The time for a widespread application of artificial intelligence in real work contexts has arrived. Availability of data, algorithms and libraries have made it possible. In this context the consulting and system integration companies have organized themselves with business lines and centers of competence to cover the entire life cycle of data science projects. Some real applications will be briefly illustrated among those that most interest our customers: complex, massive, hierarchical, real-time predictive systems; anomaly detection and predictive maintenance systems; systems for specific text mining problems; systems for intelligent signal dissaggregation.

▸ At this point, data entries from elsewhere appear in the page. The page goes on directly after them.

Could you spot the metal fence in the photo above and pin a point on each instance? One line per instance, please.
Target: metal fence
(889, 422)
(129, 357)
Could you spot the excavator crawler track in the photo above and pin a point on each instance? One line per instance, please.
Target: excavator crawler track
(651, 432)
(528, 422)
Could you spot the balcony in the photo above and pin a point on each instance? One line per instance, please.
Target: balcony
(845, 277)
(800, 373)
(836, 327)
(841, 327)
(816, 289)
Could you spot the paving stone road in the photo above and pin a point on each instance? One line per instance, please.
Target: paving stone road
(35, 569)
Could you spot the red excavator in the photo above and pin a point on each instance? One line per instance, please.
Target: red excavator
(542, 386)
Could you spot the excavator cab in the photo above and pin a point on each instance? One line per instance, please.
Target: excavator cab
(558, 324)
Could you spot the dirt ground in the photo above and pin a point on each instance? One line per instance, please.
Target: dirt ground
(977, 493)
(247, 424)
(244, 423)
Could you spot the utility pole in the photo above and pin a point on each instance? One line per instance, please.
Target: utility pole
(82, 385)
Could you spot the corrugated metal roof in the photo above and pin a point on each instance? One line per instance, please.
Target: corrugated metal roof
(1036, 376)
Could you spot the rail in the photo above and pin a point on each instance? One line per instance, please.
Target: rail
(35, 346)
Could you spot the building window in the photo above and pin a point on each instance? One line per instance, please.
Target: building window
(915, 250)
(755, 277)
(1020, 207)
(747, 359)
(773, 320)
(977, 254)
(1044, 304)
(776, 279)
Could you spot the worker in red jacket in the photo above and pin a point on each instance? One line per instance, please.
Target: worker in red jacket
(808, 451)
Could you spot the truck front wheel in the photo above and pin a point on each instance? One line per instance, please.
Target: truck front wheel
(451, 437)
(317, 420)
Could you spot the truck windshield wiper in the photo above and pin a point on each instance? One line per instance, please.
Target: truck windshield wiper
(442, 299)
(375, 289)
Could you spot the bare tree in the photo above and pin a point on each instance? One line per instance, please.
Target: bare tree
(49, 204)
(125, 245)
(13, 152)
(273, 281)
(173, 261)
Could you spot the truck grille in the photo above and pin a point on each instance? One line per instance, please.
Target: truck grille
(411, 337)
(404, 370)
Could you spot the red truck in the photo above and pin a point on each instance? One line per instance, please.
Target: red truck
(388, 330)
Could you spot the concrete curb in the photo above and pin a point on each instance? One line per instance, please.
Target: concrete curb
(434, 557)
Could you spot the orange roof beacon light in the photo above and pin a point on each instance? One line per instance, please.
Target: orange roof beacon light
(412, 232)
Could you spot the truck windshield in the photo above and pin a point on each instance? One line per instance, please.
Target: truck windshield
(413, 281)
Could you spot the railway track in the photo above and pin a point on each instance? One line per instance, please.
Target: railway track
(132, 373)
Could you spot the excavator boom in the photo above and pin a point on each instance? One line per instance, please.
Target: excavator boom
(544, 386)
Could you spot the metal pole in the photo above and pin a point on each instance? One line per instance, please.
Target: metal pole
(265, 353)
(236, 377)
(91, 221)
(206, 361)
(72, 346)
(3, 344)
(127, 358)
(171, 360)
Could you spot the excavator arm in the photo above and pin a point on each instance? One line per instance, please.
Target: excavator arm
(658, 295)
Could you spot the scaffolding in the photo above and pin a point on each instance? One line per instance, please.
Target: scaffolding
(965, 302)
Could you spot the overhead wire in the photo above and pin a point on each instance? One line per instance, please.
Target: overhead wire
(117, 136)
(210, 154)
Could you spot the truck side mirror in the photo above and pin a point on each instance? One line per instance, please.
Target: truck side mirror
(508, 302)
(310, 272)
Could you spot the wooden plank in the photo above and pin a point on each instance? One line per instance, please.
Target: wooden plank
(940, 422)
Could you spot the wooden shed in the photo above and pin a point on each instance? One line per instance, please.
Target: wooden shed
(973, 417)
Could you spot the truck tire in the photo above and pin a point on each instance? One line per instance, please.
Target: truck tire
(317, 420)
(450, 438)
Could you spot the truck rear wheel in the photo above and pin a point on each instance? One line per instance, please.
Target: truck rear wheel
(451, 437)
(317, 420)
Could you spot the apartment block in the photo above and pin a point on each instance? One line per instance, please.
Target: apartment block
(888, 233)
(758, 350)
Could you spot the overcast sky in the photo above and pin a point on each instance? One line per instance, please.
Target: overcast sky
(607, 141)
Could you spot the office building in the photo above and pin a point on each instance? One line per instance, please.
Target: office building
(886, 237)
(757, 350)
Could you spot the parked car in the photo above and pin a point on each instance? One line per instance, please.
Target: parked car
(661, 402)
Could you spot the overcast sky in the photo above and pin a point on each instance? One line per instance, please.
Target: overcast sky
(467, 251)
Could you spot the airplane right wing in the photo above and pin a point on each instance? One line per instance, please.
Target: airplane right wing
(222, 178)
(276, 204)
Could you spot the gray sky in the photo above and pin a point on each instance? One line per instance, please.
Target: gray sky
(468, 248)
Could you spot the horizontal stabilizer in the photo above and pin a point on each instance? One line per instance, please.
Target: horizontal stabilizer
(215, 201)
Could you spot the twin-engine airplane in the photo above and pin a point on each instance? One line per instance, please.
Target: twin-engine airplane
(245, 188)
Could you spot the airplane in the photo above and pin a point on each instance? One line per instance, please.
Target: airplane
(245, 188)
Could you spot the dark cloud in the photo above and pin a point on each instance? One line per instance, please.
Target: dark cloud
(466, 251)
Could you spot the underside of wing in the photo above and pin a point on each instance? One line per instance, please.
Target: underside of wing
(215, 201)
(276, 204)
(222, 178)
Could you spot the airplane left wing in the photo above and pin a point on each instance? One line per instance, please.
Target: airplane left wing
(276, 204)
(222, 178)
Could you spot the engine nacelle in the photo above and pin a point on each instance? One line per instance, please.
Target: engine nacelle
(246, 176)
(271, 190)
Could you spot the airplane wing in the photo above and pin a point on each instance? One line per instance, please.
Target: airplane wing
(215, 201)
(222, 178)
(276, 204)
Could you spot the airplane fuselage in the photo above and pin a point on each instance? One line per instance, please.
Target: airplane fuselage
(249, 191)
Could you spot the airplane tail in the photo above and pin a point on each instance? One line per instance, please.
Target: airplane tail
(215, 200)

AI and Virtual Reality at work Abstract: The talk will describe an ongoing research collaboration between computer scientists and AI researchers with geoscientists about a comprehensive project comprising different phases and activities: a) the acquisition of data for the creation of a Virtual replica of an actual environment of interest; b) the creation of instruments within this kind of Virtual Environment supporting researchers of geosciences in taking measurements, planning further actions and additional observations to be carried out on the field, discussing with colleagues and using this form of highly interactive experience for sake of teaching. The talk will present the idea, current state, and planned developments of this project, taking more specifically the perspective of AI researchers to describe the challenges proposed by this line of work and what AI can bring to this kind of innovative scenario.